OUR VIEWPOINT: Occupy Movement needs to organize

These are tough times financially. One would be hard-pressed to find an economist who could make a case to the contrary. Just as civilization has in history, it again finds itself in the midst of widespread political unrest during a period of monetary woes; this time, it has the name Occupy.

While we at the Telescope understand the underlying point of the Occupy Movement, we do not think the movement can move forward in such an unorganized manner.

With motivating factors similar to those that led to the French Revolution, protestors of many walks of life have taken to the streets to show their distrust of the banks and their dissatisfaction with the government. It is the broadest base of supporters any movement has boasted in the last half century.

However, while the wide demographic range that the participants fit into is a strength for Occupy, it is also its weakness.  The abundance of opinions and personal goals amongst the members cause a contradictive understanding of what the movement is all about.

It falls on the protestors to give the media, and by extension the people they’re trying to win over to their cause, a unified and cohesive statement as to what it is they’re marching for.

From the beginning, the Occupy Movement has been without a leader as a way to illustrate this is a movement of the people.  To an extent they’ve been successful in that they have reached international notoriety without a figurehead.

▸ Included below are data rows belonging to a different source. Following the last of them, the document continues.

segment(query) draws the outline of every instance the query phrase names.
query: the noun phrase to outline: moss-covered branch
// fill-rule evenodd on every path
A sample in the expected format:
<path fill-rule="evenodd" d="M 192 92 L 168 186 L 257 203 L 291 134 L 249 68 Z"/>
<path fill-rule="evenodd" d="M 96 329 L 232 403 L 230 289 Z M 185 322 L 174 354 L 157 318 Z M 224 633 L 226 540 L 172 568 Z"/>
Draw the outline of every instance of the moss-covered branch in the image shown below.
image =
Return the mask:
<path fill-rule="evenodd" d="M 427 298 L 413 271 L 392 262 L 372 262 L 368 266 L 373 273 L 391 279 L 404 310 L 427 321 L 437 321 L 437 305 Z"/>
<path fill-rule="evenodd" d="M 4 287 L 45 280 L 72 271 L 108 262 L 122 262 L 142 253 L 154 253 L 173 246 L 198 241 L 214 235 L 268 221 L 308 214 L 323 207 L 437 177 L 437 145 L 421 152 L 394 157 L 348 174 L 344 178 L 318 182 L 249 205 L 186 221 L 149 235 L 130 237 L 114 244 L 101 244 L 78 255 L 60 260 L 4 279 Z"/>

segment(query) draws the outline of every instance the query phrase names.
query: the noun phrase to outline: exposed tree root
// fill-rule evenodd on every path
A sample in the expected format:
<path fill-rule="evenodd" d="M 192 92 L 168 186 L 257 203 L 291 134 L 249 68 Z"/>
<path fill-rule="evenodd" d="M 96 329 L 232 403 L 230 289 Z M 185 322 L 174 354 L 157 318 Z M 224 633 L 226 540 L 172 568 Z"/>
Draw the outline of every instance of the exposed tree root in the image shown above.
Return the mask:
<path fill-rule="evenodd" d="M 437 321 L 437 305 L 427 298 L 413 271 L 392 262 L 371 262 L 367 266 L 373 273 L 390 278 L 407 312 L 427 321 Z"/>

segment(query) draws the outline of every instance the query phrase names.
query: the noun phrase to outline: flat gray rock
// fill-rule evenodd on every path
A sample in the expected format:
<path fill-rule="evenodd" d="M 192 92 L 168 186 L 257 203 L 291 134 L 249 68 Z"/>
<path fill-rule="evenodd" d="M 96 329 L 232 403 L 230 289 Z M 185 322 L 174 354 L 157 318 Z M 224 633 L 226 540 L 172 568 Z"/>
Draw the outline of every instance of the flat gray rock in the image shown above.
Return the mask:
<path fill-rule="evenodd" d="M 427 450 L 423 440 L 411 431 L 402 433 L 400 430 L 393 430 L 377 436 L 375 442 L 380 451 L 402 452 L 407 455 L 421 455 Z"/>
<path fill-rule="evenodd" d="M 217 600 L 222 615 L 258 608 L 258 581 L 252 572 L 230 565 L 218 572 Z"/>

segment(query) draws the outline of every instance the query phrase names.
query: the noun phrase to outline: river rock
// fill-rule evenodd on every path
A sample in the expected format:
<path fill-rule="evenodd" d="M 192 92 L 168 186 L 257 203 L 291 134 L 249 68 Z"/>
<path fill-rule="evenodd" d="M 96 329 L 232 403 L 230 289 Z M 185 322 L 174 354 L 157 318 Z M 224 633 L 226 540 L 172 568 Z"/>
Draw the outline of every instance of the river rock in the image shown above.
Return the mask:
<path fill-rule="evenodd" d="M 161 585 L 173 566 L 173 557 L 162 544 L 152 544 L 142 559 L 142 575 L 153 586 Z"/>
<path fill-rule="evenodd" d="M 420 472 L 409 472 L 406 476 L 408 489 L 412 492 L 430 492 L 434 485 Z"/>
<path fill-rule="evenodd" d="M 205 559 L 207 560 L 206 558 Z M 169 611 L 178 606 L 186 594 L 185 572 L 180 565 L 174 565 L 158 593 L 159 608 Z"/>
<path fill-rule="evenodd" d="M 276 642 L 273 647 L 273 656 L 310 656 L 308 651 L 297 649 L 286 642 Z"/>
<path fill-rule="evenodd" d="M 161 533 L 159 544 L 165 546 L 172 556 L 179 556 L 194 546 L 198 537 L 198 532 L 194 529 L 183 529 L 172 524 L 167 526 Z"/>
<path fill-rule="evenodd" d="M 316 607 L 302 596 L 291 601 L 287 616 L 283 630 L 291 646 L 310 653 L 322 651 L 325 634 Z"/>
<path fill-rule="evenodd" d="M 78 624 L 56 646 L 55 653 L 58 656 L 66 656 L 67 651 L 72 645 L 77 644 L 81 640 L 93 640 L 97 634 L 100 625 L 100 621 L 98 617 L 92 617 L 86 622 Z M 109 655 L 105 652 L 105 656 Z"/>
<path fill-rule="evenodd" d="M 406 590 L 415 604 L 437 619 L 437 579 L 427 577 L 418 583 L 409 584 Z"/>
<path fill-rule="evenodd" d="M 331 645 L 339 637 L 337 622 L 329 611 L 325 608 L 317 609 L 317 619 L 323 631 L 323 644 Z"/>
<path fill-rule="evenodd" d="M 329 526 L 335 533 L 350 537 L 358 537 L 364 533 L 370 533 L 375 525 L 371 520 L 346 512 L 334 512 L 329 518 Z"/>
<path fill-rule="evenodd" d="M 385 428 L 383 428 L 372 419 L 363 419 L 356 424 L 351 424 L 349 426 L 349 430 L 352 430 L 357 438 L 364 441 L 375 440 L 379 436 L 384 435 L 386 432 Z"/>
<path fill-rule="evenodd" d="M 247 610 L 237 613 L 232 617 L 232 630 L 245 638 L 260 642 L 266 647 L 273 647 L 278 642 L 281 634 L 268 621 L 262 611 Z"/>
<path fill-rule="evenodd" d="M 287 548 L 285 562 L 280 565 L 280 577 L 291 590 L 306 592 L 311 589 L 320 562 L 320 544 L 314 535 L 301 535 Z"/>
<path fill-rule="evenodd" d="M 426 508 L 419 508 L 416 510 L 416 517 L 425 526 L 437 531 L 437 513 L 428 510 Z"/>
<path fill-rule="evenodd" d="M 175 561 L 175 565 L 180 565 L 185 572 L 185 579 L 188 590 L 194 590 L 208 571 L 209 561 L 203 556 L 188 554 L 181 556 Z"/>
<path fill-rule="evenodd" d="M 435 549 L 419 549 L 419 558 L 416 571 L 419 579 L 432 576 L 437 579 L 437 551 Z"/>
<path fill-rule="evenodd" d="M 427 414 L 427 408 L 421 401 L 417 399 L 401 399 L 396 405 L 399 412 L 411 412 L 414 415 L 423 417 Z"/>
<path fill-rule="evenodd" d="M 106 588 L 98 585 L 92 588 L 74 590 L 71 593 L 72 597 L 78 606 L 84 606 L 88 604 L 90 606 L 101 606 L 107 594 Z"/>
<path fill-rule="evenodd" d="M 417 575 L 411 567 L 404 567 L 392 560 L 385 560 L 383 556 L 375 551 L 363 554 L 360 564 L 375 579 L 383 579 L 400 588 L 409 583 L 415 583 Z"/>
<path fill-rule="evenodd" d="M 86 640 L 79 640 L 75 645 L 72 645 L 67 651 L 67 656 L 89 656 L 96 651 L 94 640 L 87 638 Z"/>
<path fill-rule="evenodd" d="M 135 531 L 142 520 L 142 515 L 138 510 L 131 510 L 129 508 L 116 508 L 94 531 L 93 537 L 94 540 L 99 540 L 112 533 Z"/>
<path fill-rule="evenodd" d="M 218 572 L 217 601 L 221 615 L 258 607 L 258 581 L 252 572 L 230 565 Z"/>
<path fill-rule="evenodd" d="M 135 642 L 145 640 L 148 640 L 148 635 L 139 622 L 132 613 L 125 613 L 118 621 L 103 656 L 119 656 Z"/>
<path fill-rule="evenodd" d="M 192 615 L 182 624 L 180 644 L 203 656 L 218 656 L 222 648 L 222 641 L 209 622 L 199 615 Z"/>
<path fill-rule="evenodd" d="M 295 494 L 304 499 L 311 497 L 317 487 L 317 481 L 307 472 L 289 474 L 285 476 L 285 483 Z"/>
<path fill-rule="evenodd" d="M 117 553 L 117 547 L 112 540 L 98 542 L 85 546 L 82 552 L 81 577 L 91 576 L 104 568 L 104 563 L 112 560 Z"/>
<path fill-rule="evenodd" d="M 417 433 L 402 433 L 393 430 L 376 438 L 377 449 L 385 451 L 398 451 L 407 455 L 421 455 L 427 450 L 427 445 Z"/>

On the other hand, the role of a leader is often to consolidate the grievances of those whom he/she represents. If they want to avoid a leader, they need to find another way to come to consensus.

In some locations the movement has spread to, protestors have been experimenting with volunteer committees and open forums to make decisions. Though they are far from perfect, they show a step in the right direction.

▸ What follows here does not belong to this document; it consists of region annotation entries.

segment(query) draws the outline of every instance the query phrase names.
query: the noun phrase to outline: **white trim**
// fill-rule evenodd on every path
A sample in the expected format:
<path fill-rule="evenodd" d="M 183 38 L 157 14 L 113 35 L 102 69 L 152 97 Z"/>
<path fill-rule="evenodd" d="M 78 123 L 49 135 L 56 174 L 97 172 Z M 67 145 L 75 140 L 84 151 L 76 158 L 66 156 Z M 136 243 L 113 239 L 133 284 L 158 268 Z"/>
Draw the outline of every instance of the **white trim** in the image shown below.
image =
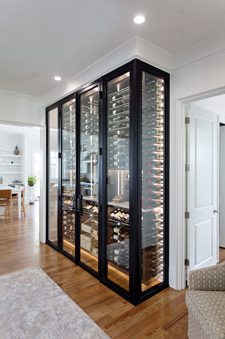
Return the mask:
<path fill-rule="evenodd" d="M 222 117 L 222 115 L 220 115 L 219 122 L 222 122 L 222 124 L 225 124 L 225 117 Z"/>
<path fill-rule="evenodd" d="M 175 288 L 185 287 L 185 128 L 186 104 L 225 94 L 225 86 L 176 99 L 176 267 Z M 225 121 L 225 118 L 223 118 Z"/>

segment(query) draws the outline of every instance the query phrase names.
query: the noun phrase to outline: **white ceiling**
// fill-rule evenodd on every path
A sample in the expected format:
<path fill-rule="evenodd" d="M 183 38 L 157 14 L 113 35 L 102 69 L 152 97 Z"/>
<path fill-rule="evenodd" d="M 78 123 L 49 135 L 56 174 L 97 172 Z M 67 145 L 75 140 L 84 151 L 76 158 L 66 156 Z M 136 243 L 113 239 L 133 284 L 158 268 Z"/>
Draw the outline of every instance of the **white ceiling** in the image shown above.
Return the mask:
<path fill-rule="evenodd" d="M 13 126 L 0 123 L 0 135 L 2 135 L 14 136 L 23 135 L 31 139 L 36 139 L 40 138 L 40 128 L 39 127 Z"/>
<path fill-rule="evenodd" d="M 225 31 L 225 15 L 224 0 L 1 0 L 0 89 L 42 97 L 135 35 L 174 55 Z"/>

The Occupy Movement needs to first, on a national level, establish a set of guidelines by which the chapters in locations across the country can govern themselves.

The best option would be a revolving-door-style democratic system in which representatives are regularly switched out and legislation that has already been ratified has to be unanimously voted against in order to be stricken.

With these parameters in place, the next step is to draft a list of core goals that represent the heart of the movement’s objectives.

Finally, after getting an accurate count on the average number of participants, they should take the list of approved goals to members on the street and ask each member to sign off on the mission statements. If they can get 70 percent of the protestors to accept the terms, the goals would be adopted.  If not, it’s back to the drawing board.

No system will represent the movement perfectly, but at least with these guidelines, the protests will no longer consist of unorganized malcontents without a clue what they want. Instead, the strength of the movement will greatly improve and the unification of protestors will allow the main purpose to be reached.